Compared to payers, providers appear to be struggling more when it comes to government mandates and requirements. When we broke down the survey responses by provider organizations and payer organizations, 45% of respondents from provider organizations said complying with new government requirements and mandates was their biggest challenge, while 41% of payers said it was.    

The election of Donald Trump and a GOP-controlled Congress, raises further questions and uncertainty for healthcare executives regarding policy changes and mandates that will affect them in 2017. For example, Trump has vowed to repeal and replace the ACA (though he recently appeared to soften this stance), and he has leaned toward more power for individual states to control Medicaid coverage, possibly through block grant funding.

Read: What Trump’s victory means for healthcare: Industry leaders sound off

As these changes come into play, healthcare executives will need to re-strategize and modify their existing plans and compliance strategies.





Despite mounting pressure to implement value-based pay (CMS vows to have 30% of payments tied to value by the end of 2016, and 50% by 2018), payers and provider organizations are moving slowly.
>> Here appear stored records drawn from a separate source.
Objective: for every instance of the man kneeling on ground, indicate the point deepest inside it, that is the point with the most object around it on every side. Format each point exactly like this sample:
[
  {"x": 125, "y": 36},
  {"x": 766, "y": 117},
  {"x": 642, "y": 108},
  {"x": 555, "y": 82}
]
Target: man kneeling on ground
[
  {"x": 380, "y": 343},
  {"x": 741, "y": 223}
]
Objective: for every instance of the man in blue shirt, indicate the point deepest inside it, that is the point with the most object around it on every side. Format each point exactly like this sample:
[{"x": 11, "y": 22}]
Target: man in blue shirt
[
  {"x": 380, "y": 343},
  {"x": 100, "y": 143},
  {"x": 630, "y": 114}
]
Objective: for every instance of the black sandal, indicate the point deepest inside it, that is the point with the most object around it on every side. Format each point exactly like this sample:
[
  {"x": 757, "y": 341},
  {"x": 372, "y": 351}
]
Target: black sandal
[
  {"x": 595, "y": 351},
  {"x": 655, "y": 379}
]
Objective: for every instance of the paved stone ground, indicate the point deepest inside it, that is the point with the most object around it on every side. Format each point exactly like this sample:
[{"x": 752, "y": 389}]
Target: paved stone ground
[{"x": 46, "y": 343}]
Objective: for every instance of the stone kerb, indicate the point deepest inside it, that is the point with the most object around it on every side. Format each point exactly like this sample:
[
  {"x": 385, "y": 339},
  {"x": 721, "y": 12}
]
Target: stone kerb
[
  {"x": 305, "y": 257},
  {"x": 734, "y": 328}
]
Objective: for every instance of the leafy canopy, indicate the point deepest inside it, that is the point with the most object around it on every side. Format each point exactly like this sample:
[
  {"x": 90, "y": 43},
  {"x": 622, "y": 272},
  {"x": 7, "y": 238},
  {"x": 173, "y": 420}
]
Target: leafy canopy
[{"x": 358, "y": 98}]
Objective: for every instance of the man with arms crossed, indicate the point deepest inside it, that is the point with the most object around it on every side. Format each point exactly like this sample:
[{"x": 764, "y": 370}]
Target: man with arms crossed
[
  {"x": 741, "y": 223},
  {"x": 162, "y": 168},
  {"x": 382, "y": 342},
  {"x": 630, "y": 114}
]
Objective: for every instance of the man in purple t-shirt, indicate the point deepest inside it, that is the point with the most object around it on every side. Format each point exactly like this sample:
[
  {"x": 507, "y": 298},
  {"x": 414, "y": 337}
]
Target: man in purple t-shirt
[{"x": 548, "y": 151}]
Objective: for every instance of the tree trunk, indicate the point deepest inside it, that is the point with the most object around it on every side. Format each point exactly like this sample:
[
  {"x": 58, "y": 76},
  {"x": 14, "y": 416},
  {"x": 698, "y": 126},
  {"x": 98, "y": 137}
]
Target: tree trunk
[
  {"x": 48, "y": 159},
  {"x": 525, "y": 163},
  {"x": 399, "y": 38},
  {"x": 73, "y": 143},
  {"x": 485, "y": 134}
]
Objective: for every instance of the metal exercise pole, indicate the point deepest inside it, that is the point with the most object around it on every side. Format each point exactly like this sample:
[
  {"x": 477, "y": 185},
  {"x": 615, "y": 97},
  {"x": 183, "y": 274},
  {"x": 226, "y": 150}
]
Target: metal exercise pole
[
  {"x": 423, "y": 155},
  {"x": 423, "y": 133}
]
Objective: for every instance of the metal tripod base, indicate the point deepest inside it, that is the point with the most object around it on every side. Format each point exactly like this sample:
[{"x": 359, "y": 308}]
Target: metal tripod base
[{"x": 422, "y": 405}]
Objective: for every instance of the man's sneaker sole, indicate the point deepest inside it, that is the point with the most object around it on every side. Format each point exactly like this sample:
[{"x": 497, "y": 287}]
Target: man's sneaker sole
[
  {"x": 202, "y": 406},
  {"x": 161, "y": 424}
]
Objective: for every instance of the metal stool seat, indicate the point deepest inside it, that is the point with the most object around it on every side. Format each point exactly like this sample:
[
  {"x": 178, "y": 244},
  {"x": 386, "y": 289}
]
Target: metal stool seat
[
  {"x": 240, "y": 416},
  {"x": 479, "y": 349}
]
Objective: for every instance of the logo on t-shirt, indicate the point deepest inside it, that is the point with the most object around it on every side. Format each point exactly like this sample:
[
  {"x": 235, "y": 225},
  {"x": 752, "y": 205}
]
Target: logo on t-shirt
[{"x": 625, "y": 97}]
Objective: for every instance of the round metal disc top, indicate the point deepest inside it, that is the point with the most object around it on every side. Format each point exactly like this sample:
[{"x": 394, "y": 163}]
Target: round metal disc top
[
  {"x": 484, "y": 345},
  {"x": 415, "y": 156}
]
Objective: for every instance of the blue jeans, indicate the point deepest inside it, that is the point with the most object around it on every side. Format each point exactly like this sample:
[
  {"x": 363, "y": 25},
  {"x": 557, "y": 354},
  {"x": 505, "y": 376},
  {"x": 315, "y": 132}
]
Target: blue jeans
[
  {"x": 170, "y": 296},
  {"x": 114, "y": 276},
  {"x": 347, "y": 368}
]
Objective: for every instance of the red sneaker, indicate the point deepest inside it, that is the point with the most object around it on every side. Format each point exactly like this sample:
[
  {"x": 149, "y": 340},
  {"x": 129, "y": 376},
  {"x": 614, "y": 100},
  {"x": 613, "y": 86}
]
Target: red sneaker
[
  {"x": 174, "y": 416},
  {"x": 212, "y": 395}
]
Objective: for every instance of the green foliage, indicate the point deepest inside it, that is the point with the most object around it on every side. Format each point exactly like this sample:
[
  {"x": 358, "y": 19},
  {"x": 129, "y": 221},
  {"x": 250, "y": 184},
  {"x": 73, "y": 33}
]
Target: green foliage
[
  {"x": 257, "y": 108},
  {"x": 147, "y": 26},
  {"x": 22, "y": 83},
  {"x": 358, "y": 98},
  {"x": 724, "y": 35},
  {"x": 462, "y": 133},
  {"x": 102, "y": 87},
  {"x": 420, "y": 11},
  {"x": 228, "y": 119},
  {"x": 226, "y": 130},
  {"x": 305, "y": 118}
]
 “The policy of moving Medicare payments away from their current fee-for-service format to alternative payment models such as performance-based payment systems has long been the goal of healthcare reform,” G. William Hoagland, senior vice president, Bipartisan Policy Center in Washington, D.C., told Managed Healthcare Executive. “For executives … this announcement by the Administration, confirms the march toward fundamental payment reform will not turn back and the need for them to double down on developing systems that focus not just on costs, but quality of the service provided.”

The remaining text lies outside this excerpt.